Yesterday I had a very enjoyable visit to Lynchburg, Virginia, where I was the Turner Lecturer in the Humanities at Lynchburg College. That is a lovely liberal arts college with about 2500 undergraduates in the same town as Jerry Falwell's Liberty University -- a very different place! I spoke on the Moral Mission of Higher Education and got a nice reception from a good audience. I gave a list of all the reasons why colleges and universities have a hard time prioritizing the exercise of moral courage, and how it was that the moral mission had gotten squeezed out over time. I ended with a bit of a manifesto for honoring free inquiry and free speech at the same time as expecting the institution at least sometimes to have a moral posture about itself. Those familiar with my previous worries about an HBS professor's consulting in Libya and the Swamy vote can imagine where the tensions lie. I hit some of the notes that are in Ellen Lagemann's and my essay on civic education in Harvard magazine, but it's not the same story. I am trying to decide if I should write it up in a longer form.
The Lynchburg newspaper wrote a very nice story in advance of the lecture, with an arresting analogy in the third paragraph.
It is a lovely area, everything on rolling hills and the blossoming trees have already started to bloom. We had dinner before the lecture at Shoemaker's, a good American restaurant in what was once a shoe manufactory overlooking the river. The town used to be a shoe manufacturing center. (I have a weakness for shoe makers since Gordon McKay, whose bequest pays my salary, was one.)
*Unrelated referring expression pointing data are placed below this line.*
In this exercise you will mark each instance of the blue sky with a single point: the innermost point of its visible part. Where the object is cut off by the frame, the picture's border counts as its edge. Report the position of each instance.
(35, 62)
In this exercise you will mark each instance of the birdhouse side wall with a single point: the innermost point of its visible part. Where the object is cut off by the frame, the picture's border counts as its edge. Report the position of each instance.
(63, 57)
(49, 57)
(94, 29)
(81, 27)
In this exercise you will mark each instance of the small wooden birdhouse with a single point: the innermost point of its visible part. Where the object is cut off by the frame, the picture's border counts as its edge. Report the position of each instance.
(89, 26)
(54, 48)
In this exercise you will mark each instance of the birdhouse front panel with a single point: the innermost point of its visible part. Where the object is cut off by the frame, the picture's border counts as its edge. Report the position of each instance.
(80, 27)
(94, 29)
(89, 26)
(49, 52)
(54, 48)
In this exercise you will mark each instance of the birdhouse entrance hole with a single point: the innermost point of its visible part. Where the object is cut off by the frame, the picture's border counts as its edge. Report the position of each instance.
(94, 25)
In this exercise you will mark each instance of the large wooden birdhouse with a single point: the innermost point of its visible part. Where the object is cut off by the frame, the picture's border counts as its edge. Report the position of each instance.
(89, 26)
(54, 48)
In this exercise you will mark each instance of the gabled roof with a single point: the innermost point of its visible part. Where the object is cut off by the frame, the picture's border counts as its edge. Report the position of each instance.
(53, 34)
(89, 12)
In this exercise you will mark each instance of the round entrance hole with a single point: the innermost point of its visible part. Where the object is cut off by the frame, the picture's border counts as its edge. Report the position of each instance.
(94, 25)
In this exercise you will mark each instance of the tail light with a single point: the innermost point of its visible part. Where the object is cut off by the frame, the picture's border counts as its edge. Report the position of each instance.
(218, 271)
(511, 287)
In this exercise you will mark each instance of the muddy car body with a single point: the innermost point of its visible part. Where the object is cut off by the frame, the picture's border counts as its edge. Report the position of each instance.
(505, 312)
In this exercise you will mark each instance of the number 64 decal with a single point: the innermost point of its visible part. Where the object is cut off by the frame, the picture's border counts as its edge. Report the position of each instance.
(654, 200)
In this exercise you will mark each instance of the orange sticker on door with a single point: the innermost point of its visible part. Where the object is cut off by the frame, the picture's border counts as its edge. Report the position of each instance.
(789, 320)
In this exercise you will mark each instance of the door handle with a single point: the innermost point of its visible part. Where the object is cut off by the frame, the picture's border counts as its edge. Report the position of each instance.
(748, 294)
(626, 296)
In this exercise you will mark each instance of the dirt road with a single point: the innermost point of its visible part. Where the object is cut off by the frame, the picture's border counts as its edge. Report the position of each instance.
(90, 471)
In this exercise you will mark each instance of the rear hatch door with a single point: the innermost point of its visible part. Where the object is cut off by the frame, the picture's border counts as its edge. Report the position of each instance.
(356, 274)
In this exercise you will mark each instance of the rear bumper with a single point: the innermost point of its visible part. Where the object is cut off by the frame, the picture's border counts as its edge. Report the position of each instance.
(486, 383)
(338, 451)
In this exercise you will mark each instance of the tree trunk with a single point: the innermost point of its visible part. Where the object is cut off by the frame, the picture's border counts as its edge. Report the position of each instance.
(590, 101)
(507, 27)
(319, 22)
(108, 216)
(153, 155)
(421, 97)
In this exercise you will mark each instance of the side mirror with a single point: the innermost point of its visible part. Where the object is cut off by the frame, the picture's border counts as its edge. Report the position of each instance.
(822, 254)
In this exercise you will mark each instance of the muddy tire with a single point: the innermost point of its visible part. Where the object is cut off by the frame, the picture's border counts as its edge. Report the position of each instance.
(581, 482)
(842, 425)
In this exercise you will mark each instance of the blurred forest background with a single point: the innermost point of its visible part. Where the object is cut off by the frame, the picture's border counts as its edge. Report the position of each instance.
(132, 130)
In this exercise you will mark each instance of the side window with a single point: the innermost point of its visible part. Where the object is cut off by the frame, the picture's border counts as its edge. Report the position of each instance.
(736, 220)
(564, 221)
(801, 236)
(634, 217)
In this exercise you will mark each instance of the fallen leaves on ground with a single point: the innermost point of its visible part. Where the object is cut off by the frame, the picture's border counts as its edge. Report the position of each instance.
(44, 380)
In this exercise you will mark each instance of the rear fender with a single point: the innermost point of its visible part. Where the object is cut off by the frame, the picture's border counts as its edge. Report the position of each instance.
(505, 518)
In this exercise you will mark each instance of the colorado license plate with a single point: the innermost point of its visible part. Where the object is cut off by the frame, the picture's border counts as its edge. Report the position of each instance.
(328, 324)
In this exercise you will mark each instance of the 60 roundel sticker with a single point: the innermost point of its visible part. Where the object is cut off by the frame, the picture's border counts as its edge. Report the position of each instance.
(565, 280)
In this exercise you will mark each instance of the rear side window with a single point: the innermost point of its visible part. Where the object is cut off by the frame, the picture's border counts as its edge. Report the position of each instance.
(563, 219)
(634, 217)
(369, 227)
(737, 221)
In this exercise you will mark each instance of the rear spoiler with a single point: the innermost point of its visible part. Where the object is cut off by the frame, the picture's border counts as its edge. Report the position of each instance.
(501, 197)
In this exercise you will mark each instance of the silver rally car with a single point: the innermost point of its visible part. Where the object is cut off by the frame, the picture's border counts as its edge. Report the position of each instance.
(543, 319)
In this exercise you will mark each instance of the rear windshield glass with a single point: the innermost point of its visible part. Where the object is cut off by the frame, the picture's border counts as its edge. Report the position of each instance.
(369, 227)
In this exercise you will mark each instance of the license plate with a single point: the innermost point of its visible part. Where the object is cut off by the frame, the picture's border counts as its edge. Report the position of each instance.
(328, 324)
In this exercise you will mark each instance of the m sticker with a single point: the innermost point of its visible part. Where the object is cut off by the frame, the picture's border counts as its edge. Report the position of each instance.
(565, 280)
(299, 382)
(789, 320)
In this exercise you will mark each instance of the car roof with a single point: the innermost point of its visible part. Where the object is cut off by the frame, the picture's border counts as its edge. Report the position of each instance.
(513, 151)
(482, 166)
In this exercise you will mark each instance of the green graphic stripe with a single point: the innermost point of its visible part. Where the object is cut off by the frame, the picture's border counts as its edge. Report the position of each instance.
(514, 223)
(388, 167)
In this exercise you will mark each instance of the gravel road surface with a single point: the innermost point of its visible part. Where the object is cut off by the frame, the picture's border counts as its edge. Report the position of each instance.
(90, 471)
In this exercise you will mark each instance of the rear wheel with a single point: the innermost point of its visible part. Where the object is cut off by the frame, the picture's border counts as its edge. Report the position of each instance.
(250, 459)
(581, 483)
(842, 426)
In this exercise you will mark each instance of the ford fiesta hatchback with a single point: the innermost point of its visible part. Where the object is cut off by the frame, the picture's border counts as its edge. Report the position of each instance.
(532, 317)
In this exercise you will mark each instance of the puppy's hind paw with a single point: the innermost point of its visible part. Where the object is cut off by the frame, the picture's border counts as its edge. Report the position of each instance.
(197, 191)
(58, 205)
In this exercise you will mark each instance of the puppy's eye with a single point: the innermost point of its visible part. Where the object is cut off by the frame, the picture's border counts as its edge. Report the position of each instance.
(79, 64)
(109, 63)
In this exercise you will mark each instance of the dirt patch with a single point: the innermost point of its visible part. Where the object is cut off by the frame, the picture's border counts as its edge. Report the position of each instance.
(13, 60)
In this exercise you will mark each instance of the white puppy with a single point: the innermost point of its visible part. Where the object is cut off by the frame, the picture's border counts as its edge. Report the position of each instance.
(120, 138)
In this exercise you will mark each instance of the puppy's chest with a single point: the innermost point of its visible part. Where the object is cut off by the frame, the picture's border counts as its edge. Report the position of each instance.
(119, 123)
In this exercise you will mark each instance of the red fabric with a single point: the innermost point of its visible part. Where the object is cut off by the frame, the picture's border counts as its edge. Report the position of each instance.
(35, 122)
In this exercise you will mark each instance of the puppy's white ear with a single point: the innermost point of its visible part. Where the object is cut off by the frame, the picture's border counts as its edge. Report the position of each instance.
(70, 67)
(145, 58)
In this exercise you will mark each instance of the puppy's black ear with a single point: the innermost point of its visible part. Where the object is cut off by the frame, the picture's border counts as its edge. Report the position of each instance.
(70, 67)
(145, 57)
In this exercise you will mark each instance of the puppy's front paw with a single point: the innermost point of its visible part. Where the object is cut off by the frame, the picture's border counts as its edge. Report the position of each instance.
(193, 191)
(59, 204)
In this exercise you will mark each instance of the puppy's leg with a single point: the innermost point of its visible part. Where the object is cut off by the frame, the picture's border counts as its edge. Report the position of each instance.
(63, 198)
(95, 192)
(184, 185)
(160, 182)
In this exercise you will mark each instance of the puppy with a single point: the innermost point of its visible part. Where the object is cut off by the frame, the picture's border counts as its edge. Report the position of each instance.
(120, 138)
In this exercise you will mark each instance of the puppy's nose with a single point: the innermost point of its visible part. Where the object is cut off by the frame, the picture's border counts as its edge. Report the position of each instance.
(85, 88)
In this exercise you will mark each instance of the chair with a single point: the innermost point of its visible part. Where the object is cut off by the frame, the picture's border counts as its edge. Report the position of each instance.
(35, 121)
The interesting thing about the town is the way the secular intellectual and the evangelical worlds intermingle and collide--Lynchburg is home not just to the two institutions I mentioned by also Randolph College (which used to be Randolph-Macon until it went co-ed a few years ago), but Liberty U is enormous and growing. Some of the people who showed up at the talk were local community members with no particular connection to Lynchburg College except that it seems to be where they go when they want to get an occasional discussion of some subject out of the shadow of Liberty U. The most memorable part of the evening was when a guy came up to tell me how much he enjoyed the talk and to thank me profusely for visiting Lynchburg -- and, when I asked, identified himself as a manual laborer. I don't think that would happen to me in Cambridge or NYC.